On Feb. 7 and Feb. 21, 350 ninth graders will visit Pomona College each day for the Orange County AVID (Advancement via Individual Determination) Leadership Conference, which was organized in conjunction with the Pomona College Draper Center for Community Partnerships.
The students, who come from more than 20 high schools in Orange County, will learn about college admissions, the liberal arts experience, financial aid and finding scholarships, take campus tours, and attend two workshops on topics ranging from "From MLK to Kobe to Sotomayor to You" and "The Chemistry of Cooking" to "Lies My Textbook Told Me: Introduction to the Untold History" and "Dreamer and their Allies: Creating Pathways to College for AB540 Students."
This is the second annual visit to Pomona College for the Leadership Conference. Most of the attending students have not previously been to any small, private colleges and are mostly unaware of the wonderful opportunities and education at Pomona, according to Denise Harshman, instructional services coordinator for the Orange County Department of Education. "Our AVID students are most familiar with the big public colleges and universities in Southern California. Some will go [to schools] in the north, but not many. Because AVID is like a family, I think it will be good for the students to see Pomona.

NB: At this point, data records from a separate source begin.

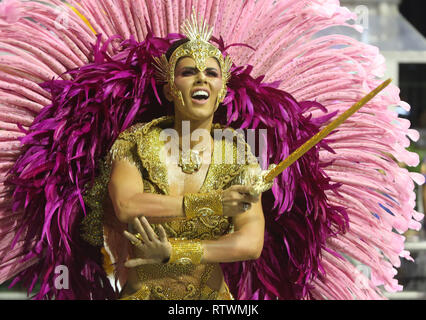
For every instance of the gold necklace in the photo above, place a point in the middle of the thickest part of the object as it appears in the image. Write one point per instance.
(190, 161)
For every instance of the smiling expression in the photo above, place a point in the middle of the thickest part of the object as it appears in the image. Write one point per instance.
(200, 89)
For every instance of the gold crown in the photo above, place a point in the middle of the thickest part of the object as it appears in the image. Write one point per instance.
(200, 49)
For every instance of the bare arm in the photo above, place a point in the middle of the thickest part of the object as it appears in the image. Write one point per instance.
(126, 192)
(245, 243)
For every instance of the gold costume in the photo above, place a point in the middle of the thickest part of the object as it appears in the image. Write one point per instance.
(141, 146)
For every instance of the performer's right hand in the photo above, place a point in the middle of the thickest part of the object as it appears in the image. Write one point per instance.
(238, 199)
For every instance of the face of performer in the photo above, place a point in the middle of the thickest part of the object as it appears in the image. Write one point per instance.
(200, 89)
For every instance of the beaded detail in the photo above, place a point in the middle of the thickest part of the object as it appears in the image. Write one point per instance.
(140, 145)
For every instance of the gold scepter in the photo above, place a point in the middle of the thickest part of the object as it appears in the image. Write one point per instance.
(267, 177)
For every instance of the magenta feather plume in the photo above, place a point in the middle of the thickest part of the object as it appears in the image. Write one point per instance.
(298, 217)
(62, 150)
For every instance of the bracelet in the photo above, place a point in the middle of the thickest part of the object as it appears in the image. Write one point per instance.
(203, 204)
(186, 251)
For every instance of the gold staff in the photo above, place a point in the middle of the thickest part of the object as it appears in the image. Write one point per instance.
(273, 173)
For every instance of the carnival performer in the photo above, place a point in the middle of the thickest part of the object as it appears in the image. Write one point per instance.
(192, 204)
(100, 101)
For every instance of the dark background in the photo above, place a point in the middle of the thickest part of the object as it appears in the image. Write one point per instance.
(412, 77)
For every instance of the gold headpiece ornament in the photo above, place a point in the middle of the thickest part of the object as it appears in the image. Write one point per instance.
(200, 49)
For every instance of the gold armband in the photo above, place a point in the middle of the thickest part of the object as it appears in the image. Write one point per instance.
(203, 204)
(186, 251)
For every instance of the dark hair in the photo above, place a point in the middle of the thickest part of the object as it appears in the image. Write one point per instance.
(174, 46)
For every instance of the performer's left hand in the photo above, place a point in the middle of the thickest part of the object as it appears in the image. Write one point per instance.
(151, 249)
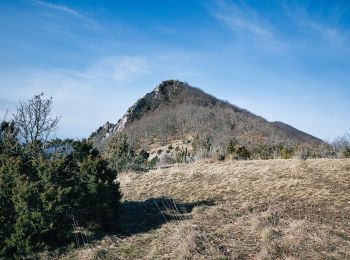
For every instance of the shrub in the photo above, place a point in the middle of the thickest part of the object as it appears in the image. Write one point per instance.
(39, 196)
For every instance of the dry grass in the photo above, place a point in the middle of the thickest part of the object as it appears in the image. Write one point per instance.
(275, 209)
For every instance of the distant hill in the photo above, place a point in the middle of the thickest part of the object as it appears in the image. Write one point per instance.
(174, 110)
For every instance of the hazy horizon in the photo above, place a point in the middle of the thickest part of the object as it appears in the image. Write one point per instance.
(286, 61)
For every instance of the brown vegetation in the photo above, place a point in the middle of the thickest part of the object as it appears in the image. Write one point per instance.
(272, 209)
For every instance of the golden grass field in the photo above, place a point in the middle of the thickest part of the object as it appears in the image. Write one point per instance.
(272, 209)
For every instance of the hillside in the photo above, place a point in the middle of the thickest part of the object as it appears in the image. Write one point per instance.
(176, 111)
(272, 209)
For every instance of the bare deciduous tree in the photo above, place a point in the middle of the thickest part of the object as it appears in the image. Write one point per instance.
(33, 119)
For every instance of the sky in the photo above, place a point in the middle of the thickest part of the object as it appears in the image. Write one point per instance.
(283, 60)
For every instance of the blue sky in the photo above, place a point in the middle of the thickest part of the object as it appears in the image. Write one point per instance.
(284, 60)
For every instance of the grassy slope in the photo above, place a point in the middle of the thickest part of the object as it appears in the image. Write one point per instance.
(246, 209)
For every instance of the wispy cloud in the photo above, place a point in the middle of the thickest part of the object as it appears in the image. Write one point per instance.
(248, 25)
(326, 29)
(67, 10)
(100, 92)
(119, 68)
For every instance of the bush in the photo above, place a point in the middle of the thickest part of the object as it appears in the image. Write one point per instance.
(40, 196)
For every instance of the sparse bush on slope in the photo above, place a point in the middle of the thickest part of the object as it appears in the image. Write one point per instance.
(45, 187)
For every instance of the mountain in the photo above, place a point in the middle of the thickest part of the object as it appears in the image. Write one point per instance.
(174, 110)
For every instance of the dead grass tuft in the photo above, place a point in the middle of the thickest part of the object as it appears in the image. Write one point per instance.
(275, 209)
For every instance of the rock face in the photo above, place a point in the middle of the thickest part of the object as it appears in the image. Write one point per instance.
(175, 110)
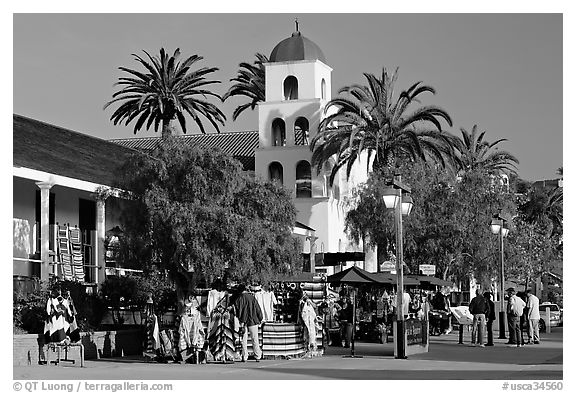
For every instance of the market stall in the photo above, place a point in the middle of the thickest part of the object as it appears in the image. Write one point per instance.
(285, 336)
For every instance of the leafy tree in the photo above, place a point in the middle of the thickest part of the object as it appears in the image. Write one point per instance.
(448, 226)
(195, 214)
(370, 119)
(531, 252)
(545, 207)
(164, 92)
(250, 82)
(477, 154)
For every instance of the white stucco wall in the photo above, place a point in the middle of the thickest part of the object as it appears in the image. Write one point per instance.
(288, 111)
(308, 73)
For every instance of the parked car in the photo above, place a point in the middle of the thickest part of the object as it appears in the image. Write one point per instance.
(555, 315)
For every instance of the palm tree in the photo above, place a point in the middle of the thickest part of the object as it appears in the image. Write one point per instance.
(164, 93)
(545, 205)
(250, 82)
(477, 154)
(369, 119)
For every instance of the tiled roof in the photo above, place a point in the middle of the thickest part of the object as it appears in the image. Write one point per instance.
(240, 145)
(45, 147)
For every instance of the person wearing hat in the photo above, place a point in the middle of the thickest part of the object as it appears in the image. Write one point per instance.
(514, 309)
(490, 317)
(478, 308)
(250, 317)
(533, 316)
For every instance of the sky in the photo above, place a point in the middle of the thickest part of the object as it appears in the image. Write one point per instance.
(502, 72)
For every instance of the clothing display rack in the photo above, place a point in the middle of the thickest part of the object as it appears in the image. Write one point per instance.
(58, 348)
(70, 253)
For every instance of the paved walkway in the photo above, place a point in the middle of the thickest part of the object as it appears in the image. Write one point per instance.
(445, 360)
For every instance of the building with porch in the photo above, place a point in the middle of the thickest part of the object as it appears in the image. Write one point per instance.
(56, 183)
(56, 176)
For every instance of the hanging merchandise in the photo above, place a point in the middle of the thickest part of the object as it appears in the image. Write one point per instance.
(152, 330)
(267, 301)
(191, 332)
(56, 325)
(223, 333)
(73, 331)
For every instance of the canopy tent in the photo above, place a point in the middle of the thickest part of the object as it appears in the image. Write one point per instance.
(302, 277)
(353, 275)
(389, 278)
(433, 280)
(334, 258)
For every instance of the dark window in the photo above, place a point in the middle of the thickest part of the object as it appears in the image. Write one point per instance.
(276, 172)
(303, 180)
(278, 133)
(301, 132)
(291, 88)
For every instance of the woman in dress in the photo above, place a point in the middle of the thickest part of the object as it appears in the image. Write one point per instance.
(308, 318)
(190, 330)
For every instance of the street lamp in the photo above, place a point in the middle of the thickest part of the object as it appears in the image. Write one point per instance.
(402, 205)
(499, 227)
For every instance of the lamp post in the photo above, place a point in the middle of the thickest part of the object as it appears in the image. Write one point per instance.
(402, 205)
(500, 228)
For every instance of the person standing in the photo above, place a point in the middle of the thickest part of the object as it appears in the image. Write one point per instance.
(490, 317)
(441, 304)
(250, 316)
(406, 301)
(533, 317)
(346, 319)
(478, 308)
(307, 315)
(514, 309)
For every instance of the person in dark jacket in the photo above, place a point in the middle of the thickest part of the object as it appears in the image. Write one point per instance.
(478, 308)
(250, 316)
(490, 317)
(346, 320)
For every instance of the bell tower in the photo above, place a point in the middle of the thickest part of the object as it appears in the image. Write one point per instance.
(298, 85)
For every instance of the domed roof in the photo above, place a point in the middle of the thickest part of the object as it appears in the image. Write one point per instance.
(295, 48)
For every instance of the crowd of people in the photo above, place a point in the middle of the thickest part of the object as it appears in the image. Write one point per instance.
(236, 313)
(521, 310)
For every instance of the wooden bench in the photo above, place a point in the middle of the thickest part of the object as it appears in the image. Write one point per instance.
(59, 348)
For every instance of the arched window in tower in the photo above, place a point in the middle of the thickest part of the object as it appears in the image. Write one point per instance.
(276, 172)
(303, 180)
(291, 88)
(278, 133)
(301, 132)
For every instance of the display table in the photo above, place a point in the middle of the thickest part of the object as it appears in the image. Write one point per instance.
(286, 339)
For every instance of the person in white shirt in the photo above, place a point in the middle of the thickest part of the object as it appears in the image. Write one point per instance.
(267, 301)
(533, 317)
(514, 309)
(406, 299)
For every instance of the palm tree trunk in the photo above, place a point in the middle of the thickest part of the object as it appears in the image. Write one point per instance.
(169, 128)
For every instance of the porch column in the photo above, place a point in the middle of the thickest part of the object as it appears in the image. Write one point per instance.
(45, 187)
(371, 263)
(312, 240)
(99, 252)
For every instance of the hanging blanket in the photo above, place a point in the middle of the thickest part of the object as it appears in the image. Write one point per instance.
(152, 336)
(56, 325)
(222, 336)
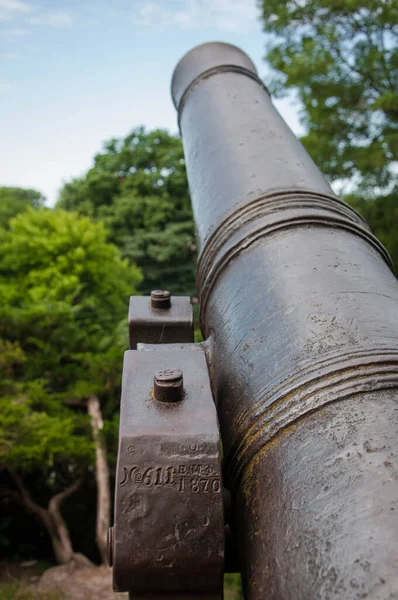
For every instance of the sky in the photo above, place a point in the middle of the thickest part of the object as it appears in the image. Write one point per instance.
(74, 73)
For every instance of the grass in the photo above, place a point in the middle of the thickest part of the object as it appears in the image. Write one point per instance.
(15, 591)
(232, 587)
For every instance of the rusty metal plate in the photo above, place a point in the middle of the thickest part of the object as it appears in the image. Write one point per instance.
(160, 325)
(168, 536)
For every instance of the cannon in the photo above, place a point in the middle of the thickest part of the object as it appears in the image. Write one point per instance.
(299, 310)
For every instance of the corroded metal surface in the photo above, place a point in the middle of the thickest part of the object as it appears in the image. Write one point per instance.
(302, 308)
(168, 537)
(160, 319)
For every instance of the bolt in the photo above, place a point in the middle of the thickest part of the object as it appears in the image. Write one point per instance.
(168, 385)
(109, 542)
(160, 299)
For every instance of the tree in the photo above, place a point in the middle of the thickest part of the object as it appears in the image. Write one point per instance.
(16, 200)
(64, 292)
(138, 188)
(382, 215)
(341, 59)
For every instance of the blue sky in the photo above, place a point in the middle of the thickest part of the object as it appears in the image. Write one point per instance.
(74, 73)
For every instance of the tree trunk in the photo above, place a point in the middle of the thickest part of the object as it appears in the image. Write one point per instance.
(102, 477)
(50, 518)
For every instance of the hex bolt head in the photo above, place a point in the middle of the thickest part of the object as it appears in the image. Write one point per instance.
(168, 385)
(110, 546)
(160, 299)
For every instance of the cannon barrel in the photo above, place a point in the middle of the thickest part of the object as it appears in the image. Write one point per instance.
(300, 303)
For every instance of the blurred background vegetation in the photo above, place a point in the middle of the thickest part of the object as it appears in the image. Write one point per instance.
(126, 227)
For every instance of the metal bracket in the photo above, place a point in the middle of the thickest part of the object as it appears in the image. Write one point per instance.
(168, 536)
(160, 319)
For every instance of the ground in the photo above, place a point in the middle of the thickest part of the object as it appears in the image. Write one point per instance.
(27, 581)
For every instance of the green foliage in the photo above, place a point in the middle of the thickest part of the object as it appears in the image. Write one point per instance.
(341, 58)
(233, 587)
(138, 188)
(16, 200)
(16, 591)
(381, 213)
(64, 291)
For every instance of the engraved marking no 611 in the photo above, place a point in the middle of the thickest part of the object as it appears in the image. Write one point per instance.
(150, 476)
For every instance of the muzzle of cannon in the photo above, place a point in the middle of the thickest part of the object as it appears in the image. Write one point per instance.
(299, 309)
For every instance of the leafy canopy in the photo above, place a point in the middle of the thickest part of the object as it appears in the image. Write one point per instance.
(16, 200)
(138, 188)
(341, 58)
(64, 292)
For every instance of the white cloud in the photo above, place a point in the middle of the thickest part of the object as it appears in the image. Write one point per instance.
(4, 85)
(9, 8)
(60, 19)
(17, 32)
(225, 15)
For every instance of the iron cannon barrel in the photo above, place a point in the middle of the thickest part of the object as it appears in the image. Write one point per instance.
(301, 305)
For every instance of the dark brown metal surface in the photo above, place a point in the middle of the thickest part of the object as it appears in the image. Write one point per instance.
(160, 299)
(159, 319)
(168, 385)
(168, 537)
(302, 308)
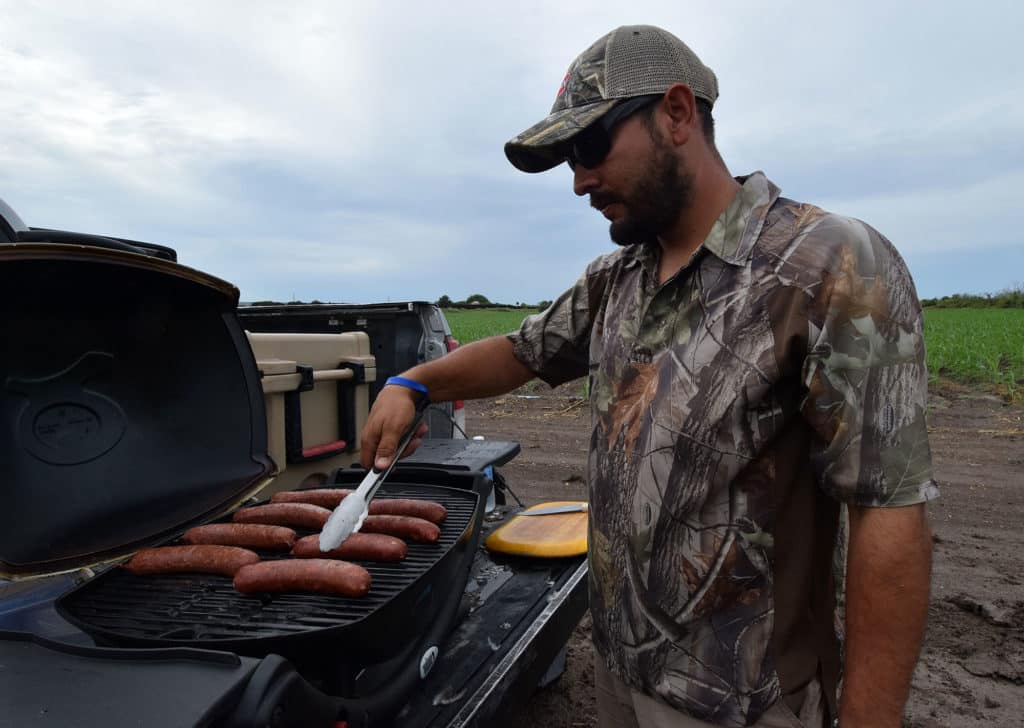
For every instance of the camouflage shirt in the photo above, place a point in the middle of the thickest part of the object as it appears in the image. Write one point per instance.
(776, 375)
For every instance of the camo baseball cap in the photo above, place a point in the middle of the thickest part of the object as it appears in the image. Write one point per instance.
(632, 60)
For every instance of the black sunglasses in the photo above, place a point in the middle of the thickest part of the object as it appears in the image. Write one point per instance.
(590, 146)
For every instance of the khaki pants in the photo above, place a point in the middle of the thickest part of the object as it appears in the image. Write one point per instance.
(621, 707)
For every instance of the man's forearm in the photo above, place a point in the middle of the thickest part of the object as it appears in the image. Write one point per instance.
(482, 369)
(888, 575)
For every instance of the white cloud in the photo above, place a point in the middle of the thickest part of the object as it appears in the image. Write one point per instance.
(286, 144)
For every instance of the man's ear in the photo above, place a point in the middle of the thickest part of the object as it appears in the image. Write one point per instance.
(681, 108)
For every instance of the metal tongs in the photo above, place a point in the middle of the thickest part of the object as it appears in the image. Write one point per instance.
(348, 516)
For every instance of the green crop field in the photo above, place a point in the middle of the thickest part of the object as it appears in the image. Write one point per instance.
(975, 346)
(471, 325)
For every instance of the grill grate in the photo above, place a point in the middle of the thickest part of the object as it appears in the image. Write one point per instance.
(205, 608)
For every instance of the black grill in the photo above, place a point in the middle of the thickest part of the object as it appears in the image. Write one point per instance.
(201, 610)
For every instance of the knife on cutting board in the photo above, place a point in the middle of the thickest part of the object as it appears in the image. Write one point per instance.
(551, 510)
(348, 516)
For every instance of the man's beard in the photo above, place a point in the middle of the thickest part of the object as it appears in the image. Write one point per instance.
(656, 202)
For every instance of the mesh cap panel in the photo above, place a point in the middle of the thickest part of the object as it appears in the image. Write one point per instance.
(642, 59)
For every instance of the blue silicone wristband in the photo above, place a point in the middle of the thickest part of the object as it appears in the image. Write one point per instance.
(409, 384)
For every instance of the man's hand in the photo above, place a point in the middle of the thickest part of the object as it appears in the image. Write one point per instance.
(888, 575)
(392, 413)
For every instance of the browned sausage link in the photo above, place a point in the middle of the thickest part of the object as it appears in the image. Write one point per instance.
(357, 547)
(403, 526)
(324, 575)
(302, 515)
(254, 536)
(324, 497)
(427, 510)
(204, 559)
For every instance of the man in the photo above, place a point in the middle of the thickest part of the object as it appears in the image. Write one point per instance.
(755, 362)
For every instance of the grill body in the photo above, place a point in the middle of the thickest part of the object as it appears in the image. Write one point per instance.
(204, 610)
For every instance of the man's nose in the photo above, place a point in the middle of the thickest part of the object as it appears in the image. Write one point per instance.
(584, 180)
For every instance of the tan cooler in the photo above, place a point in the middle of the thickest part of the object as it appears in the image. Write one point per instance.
(315, 389)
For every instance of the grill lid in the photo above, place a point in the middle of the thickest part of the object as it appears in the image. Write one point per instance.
(130, 404)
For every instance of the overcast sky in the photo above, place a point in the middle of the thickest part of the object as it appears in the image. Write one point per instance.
(352, 152)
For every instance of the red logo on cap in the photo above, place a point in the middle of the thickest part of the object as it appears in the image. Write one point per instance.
(561, 89)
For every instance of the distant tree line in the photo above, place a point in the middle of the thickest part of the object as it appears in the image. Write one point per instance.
(1010, 298)
(479, 300)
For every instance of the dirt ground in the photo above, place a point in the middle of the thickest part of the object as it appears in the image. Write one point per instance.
(971, 672)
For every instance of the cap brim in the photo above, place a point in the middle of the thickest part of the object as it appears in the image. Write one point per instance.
(539, 148)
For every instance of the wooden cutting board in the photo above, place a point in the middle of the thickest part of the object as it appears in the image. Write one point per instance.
(552, 536)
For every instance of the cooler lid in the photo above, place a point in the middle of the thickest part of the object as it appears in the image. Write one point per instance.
(130, 405)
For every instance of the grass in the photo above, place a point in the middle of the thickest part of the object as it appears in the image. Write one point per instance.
(982, 347)
(470, 325)
(977, 346)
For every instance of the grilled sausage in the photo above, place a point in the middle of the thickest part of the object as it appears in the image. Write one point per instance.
(324, 575)
(254, 536)
(302, 515)
(406, 526)
(427, 510)
(357, 547)
(330, 498)
(205, 558)
(323, 497)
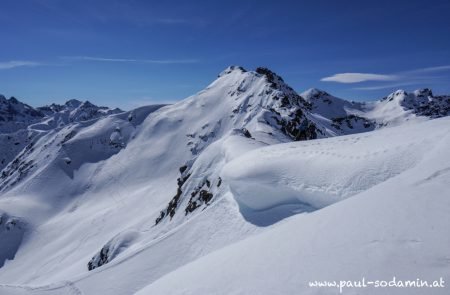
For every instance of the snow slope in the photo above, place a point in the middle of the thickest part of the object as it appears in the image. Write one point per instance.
(394, 227)
(127, 202)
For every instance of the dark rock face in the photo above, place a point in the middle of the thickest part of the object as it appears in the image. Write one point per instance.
(173, 204)
(102, 259)
(200, 196)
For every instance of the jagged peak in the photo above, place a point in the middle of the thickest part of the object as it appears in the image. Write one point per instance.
(424, 92)
(74, 103)
(270, 75)
(314, 93)
(231, 69)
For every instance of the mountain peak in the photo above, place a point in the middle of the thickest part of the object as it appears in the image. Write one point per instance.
(424, 92)
(231, 69)
(73, 103)
(314, 93)
(270, 75)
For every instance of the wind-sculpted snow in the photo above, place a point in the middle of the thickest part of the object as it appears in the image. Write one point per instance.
(396, 228)
(140, 201)
(320, 173)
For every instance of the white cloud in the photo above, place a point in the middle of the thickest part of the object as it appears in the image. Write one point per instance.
(17, 63)
(422, 73)
(358, 77)
(128, 60)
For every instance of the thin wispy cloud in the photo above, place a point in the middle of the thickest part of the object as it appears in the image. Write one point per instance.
(358, 77)
(6, 65)
(412, 77)
(387, 86)
(129, 60)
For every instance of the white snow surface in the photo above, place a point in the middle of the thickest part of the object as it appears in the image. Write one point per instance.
(372, 204)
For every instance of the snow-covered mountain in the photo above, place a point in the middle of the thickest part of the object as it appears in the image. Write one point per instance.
(163, 199)
(21, 124)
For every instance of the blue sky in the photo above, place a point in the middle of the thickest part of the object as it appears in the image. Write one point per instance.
(130, 53)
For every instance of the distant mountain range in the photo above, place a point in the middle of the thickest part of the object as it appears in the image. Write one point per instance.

It has that small family atmosphere where I think our students would fit in."
AVID is a college readiness system for students in the academic middle, which provides the rigor and support to succeed in a four-year college or university. Most of the students will be first-generation college students and many belong to groups underrepresented in higher education.
Pomona College Trustee Emeritus Ranney Draper '60 is a long-time supporter of Orange County's AVID program and was instrumental in getting the conference and the students to Pomona.
The visit by 752 students is quite an undertaking for Pomona College, which has a student population of 1,587. In addition to staff form the Draper Center, the event required the participation of almost 30 students, faculty and staff from Pomona Colleges and its sister Claremont Colleges.